THE first results of a search for the last, most elusive piece of a longstanding physics puzzle has been reported by the Daya Bay Reactor Neutrino Experiment, a multinational collaboration operating in the south of China.
The question scientists seek to answer: Why do neutrinos appear to vanish as they travel? The answer opens a gateway to a new understanding of fundamental physics and may eventually solve the riddle of why there is far more ordinary matter than antimatter in the universe today.
Based on data collected from nuclear reactors, multinational scientists have been able to confirm and measure a third type of neutrino oscillation, said Wang Yifang, a spokesperson for the experiment and head of the Institute of High Energy Physics of the Chinese Academy of Sciences.
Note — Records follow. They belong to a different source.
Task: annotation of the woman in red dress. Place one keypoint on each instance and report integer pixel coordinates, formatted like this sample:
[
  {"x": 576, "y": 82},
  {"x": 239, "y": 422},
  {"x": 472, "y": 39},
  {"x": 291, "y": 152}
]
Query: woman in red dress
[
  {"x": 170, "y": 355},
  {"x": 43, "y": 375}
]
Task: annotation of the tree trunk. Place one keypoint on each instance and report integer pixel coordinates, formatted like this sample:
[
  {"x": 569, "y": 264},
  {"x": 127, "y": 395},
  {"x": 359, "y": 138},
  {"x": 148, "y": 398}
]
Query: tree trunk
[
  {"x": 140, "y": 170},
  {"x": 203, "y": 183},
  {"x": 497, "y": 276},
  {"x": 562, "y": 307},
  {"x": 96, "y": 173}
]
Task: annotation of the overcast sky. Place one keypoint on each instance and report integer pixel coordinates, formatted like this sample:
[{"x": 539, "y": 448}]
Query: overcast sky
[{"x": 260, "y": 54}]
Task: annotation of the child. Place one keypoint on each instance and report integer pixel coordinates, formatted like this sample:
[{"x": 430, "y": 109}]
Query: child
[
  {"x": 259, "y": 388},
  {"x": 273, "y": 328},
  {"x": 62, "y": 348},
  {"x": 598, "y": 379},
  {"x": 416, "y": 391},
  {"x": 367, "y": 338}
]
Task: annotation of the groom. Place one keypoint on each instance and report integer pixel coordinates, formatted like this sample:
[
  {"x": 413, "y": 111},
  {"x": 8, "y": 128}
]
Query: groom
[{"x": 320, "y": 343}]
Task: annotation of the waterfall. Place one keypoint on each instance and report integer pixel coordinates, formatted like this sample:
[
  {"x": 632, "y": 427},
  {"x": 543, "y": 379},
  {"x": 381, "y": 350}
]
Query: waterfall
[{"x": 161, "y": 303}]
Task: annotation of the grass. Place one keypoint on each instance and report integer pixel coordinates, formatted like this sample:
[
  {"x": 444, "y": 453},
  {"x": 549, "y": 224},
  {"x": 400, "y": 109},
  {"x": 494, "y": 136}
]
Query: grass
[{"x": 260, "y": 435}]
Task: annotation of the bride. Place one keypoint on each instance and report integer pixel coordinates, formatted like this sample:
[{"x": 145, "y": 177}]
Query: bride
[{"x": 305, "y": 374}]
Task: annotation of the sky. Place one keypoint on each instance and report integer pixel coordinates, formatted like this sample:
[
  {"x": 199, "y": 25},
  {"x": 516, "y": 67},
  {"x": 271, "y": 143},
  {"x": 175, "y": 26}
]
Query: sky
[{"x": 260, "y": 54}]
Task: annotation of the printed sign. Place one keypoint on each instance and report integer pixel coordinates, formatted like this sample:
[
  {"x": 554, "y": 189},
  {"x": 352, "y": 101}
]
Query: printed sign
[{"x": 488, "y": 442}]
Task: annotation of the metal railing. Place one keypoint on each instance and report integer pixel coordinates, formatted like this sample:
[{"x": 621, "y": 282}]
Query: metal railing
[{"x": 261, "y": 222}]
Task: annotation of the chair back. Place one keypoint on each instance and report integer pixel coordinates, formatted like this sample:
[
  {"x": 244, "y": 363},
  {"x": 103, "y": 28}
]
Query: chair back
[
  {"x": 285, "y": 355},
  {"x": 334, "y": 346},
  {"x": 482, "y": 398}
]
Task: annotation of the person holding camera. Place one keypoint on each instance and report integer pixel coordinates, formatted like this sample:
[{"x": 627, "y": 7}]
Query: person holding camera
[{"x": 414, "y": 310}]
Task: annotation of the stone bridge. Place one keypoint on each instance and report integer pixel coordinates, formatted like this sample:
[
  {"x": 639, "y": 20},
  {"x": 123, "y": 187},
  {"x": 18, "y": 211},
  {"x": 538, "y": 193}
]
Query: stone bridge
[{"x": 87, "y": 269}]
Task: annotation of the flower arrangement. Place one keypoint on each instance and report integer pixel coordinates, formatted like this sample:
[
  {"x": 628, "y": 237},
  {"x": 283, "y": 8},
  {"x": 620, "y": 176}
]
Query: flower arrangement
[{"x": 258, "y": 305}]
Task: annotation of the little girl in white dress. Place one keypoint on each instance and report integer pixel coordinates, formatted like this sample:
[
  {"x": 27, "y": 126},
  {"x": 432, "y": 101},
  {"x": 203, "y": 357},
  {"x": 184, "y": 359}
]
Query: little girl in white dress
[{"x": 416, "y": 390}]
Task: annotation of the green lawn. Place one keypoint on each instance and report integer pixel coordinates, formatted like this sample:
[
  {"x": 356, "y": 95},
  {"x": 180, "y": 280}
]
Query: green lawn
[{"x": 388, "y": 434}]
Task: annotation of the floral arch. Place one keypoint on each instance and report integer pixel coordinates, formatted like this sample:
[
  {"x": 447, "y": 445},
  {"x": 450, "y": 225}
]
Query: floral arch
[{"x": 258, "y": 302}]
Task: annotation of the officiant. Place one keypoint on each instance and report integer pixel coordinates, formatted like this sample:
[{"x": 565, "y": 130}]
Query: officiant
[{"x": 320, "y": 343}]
Neutrinos, the wispy particles that flooded the universe in the earliest moments after the Big Bang, are continually produced in the hearts of stars and other nuclear reactions. They travel at close to the speed of light and pass mostly unhindered through everything from planets to people, responding only to the weak nuclear force and very weakly, to gravity. The challenge of capturing these elusive particles has made neutrinos a mystery to scientists for decades.
The three basic neutrino “flavors” — electron, muon and tau neutrinos — mix together and oscillate. This activity is extremely difficult to detect.
Two types of oscillation — solar and atmospheric neutrino oscillation — have been confirmed previously and helped the discoverer win the Nobel Prize in Physics, while the third type of oscillation was not detected until the Daya Bay experiment.
Starting in 2011, scientists in the Daya Bay collaboration observed tens of thousands of interactions of electron antineutrinos, caught by six massive detectors buried in the mountains adjacent to the powerful nuclear reactors of the China Guangdong Nuclear Power Group.
These reactors produce millions of quadrillions of elusive electron antineutrinos every second.